- 218 Okunma
- 1 Yorum
- 2 Beğeni
ACAR GELİN
Evimiz ahşaptı. Çatısı çinkoluydu. Duvarını Usta Ahmet yapmıştı. Daş duvarın arasına ardıçtan gatil gonmuştu.Ocaklık için Derin Oluk’tan kis getirmişti babam. Samanla çamuru iyice kariştırıp tam kıvamına gelince eliyle konan taşın gediği dolduruluyordu. Boşluklar helikle dolduruluyordu. Gışla’daki toprak dam sökülmüştü. Dam çok büyüktü. Bir tarafında Dedem Hasan Onbaşı, ebem Zala Garı , babam ,anam ve Fatma ablam, Hasan , Hüseyin kalıyordu. Büyük bir giriş kapısı vardı. Hayvanlarla bizim aramızı çit ayırıyordu.Çitin süvenleri damın direklerine çiviliydi. Gızılcık kirezinin çalısıyla sımsıkı örülürdü.
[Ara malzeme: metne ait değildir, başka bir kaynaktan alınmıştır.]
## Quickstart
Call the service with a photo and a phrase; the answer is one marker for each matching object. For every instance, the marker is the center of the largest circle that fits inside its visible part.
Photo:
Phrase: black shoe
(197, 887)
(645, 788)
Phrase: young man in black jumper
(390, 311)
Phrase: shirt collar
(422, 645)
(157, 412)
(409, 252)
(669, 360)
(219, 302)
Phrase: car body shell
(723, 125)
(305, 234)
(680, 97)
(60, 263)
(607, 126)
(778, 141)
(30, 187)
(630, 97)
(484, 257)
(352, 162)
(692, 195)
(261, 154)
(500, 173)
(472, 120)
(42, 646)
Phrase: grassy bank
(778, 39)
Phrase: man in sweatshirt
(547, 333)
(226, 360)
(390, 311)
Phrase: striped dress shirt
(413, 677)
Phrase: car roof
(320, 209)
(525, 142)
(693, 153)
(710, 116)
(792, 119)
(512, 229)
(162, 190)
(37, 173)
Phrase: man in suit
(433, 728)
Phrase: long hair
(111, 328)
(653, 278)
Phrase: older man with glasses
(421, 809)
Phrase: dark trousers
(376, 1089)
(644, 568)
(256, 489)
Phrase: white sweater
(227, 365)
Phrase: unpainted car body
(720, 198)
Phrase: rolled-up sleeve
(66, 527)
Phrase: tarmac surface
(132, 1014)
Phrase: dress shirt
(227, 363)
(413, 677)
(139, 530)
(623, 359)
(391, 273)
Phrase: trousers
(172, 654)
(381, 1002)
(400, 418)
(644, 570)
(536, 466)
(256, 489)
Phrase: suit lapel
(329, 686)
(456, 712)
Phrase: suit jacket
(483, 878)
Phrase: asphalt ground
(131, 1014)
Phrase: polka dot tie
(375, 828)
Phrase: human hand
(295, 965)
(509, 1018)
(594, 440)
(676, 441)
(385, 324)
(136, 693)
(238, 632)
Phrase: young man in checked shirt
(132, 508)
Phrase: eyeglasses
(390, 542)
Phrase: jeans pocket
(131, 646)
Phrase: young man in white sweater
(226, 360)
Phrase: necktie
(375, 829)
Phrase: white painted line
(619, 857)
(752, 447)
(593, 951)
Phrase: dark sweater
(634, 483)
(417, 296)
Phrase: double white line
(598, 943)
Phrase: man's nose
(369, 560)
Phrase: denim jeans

Arasıda samanlı çamurla doldurulurdu. Damın üstü çok genişti. Taştan loğ ile yağmurda saman dökülüp loğlanırdı. Damın önünde üç çatal dut vardı. Dut yetince çevrenin çocukları bayram ederdi. Köyde sultani kirez yoktu. Damın önündeki kiraz kızarmadan çocuklar gizlice gelip karını doyururdu. Ebem bir helke dut topladı damın üstüne dökülen dutlardan. Bir çitil bekmez etmişti. Dut ağacının dibinde tavuk pinniği vardı. Gece tavuk dığırmaya başladı. Ebem huhuuu diye bağırıyordu. Dedem zeytin acarını aldı. Havaya doğru kütülekti. Tilki tavuğun birini çoktan alıp uzaklaşmıştı. Ertesi gün oldu. Fakı pinniğin önüne kurdular. Gara Masıt Oluğu’nun önüne gatık helkesi ıslanırdı. İt gelir gece vakti gatığı içerdi. Helke delindi. Çamın ışığında otururken dışardan it sesi gelmeye başladı. Koştular fak da yoktu it de yoktu. Deli Oğlan komşusunun kızını kaçırıp dama getirdi. Göz gözü görmüyordu. Ondörtünde vardı yoktu. Bıyığı daha terlememişti. Kız da çelimsizdi. Ayağına yemeni bile almamıştı. Bohçası da yoktu. Babası ve yakınları her yerde onları arıyordu. Gamalak taktasından yapılı kapı sürgülendi. Arkası çivilendi. Yine de nolur nolmaz diye iyice çul çuvalla kapatıldı. Az sonra kapı çaldı. Bizim yitiğimizi gördünüz mü diye soruldu. Çok korkmuştum. Sabah olunca ebem mıktarı elçi olarak gelinin babasının yanına saldı. Barışmak için galın olarak dört lira istediler. Dedemin keçesinin cebinde yanından ayırmadığı dört Reşadiye altını vardı. Dedem altını vermedi. Biriktirdiği sansar postu vardı. Postları Alma Dağı’ndan avlamıştı. Ava gitmek için Gır Ali’yle iki ay eve uğramamıştı. Postları satmak için babamla haber yolladı. Hebenin iki gözüne postlar kondu. Gır Ali’nin parası yoktu. Ancak iki tosunu postun yerine verdi. Memik Ahmet bunu kabul etti. İki taraf barıştılar. Evin inşasına Göpper’in oğluyla devam ettiler.